The part of this that really drives me crazy is that folks like Ladner think we can compare different nations' education spending when the US cost includes health care expenses for its teachers and other countries costs don't. Because not only do those countries not include the costs; our health care costs are, in many cases, more than double theirs.Government or public education expenditures in different countries contain different components. A number of my colleagues and I are in the process of better understanding and delineating the components included in public education expenditures across nations. For example, in a country with a national health care system, public education expenditures may not include health care expenses for all employees. That’s not a trivial expense. The same may be true of pension contributions and obligations, where they exist, in other countries. The same is also true for arts and athletic programs in countries where it is more common for those activities to be embedded in community services. But, we’ve yet to fully identify the extent of these differences across nations or how these differences affect the spending comparisons. What we do know is that they do affect the spending comparisons – and likely quite significantly.So, that in mind, what can we say about how much the US spends with respect to how well our children do, compared to other countries’ spending and outcomes when neither the spending figure nor the children in the system are even remotely comparable? Not much! [emphasis mine]
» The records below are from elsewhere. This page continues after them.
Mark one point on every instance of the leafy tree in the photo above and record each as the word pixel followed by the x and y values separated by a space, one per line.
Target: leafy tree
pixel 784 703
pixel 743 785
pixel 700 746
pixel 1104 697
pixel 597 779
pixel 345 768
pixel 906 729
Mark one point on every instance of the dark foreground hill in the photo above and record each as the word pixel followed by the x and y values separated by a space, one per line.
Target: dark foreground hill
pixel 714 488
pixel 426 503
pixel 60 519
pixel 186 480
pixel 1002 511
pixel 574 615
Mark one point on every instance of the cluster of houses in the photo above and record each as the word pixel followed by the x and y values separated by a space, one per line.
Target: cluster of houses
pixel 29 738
So the education spending comparison is distorted both by the omission of these health care costs in other nations, and our country's use of a private health insurance system that is driving up costs - a policy that has nothing to do with education.
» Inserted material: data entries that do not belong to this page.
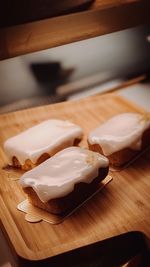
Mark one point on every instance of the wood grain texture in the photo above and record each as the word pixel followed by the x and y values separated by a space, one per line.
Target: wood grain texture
pixel 103 17
pixel 123 205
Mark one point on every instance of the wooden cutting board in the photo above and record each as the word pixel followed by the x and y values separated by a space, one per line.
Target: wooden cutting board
pixel 123 205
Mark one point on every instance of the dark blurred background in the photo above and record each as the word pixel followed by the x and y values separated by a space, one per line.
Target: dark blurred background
pixel 41 77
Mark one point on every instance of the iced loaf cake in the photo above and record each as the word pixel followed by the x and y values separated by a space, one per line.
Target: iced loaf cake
pixel 65 180
pixel 38 143
pixel 121 137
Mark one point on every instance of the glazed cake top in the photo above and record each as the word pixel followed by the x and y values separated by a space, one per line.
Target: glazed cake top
pixel 121 131
pixel 41 138
pixel 57 176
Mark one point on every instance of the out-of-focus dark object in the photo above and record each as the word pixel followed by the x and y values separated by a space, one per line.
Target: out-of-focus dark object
pixel 50 75
pixel 14 12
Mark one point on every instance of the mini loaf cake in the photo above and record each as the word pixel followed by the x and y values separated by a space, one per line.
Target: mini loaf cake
pixel 65 180
pixel 36 144
pixel 121 137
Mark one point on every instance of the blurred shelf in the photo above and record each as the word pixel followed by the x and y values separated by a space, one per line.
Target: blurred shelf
pixel 102 17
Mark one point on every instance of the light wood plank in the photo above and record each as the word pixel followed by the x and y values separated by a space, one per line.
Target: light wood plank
pixel 102 18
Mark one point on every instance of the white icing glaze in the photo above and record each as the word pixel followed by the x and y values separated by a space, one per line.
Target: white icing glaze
pixel 57 176
pixel 42 138
pixel 121 131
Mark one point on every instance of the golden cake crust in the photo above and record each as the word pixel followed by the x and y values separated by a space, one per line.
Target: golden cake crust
pixel 28 165
pixel 123 156
pixel 63 204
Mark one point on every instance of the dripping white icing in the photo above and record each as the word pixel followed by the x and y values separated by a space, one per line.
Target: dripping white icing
pixel 42 138
pixel 121 131
pixel 57 176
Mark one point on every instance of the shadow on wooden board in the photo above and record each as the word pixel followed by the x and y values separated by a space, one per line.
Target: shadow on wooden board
pixel 14 12
pixel 126 250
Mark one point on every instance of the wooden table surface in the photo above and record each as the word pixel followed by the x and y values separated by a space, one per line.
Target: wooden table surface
pixel 122 206
pixel 101 18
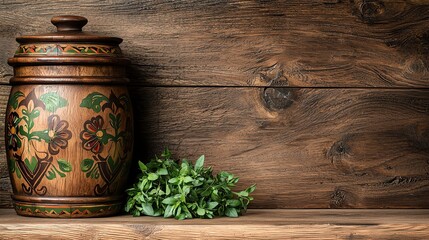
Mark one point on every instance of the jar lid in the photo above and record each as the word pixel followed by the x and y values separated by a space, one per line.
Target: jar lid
pixel 69 45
And as to the notion that our kids suck compared to their kids...
Moreover, a recent study by the United States Department of Education looking at PISA scores by student subgroups in the United States found truly disturbing findings. American Hispanic and Black students scored closer to the lowest scoring participating nation (Mexico) than they did to top ranked countries or American Anglo students. Judging from the above chart, the United States spends more than four times the amount per pupil compared to Mexico, and I would venture to guess that almost every school administrator in Mexico would happily trade student poverty problems with the United States if given the opportunity. The catastrophically low performance of inner city American schools despite globally high levels of spending drives the need for reform.Click the link to find this chart:
I'm curious, Dr. Ladner: for four times the amount, how much better should those kids be scoring on the exam? Should they be getting four times the scores of the Mexican students? Would you be happy if they were getting four times the Mexican score? A 1700, which is an impossible score?
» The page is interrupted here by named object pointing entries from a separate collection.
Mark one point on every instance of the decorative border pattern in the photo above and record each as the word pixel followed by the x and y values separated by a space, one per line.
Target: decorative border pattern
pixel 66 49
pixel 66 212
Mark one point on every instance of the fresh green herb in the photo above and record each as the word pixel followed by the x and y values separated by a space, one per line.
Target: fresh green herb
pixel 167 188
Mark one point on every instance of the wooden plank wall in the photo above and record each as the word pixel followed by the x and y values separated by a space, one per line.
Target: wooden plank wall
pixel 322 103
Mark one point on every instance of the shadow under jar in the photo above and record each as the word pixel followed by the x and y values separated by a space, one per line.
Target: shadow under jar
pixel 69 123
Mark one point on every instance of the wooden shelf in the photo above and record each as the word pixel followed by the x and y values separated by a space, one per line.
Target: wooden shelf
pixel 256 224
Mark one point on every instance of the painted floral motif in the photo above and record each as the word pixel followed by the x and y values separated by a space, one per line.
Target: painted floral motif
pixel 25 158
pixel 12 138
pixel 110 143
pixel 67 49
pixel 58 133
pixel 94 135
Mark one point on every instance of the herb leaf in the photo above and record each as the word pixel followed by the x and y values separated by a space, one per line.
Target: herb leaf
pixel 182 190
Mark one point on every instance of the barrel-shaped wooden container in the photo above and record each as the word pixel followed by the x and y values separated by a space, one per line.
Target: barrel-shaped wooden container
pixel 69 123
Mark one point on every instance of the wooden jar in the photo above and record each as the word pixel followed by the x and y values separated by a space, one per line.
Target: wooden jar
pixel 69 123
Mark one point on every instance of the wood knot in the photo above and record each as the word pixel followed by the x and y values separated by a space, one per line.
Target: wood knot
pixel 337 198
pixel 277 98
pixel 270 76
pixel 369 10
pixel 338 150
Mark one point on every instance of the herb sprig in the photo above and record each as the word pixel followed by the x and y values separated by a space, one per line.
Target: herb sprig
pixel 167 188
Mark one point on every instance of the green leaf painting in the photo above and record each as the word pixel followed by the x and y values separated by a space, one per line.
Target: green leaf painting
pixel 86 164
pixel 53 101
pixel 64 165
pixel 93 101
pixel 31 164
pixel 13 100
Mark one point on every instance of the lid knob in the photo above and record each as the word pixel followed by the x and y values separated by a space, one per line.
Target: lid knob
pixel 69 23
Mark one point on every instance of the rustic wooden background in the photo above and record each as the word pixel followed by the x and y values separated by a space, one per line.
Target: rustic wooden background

Comparing growth in per pupil spending to growth in test score outcomes is ludicrous on its face. The two are completely unrelated, and it's stupid to pretend otherwise.
Remember when Joel Klein, America's favorite educational snake oil salesman, went around showing everyone this chart?
OMG! Look at all the money we're spending, and test scores are flat! Except I then took exactly the same numbers, changed the y-axes, and created this chart:
OMG! Spending is flat but our math scores are soaring! America is saved!
Each chart is phony, because the scales showing growth in spending and growth in test scores are completely different. The comparisons Klein, Jeb!, and Ladner are making are utterly meaningless.
This nonsense has to stop, and it has to stop right now. Jeb! Bush is polluting the debate about education because he is innumerate, and his staff is letting him get away with it. Matthew Ladner does his boss no favors when he defends Jeb! from the statements he's made that are demonstrably foolish.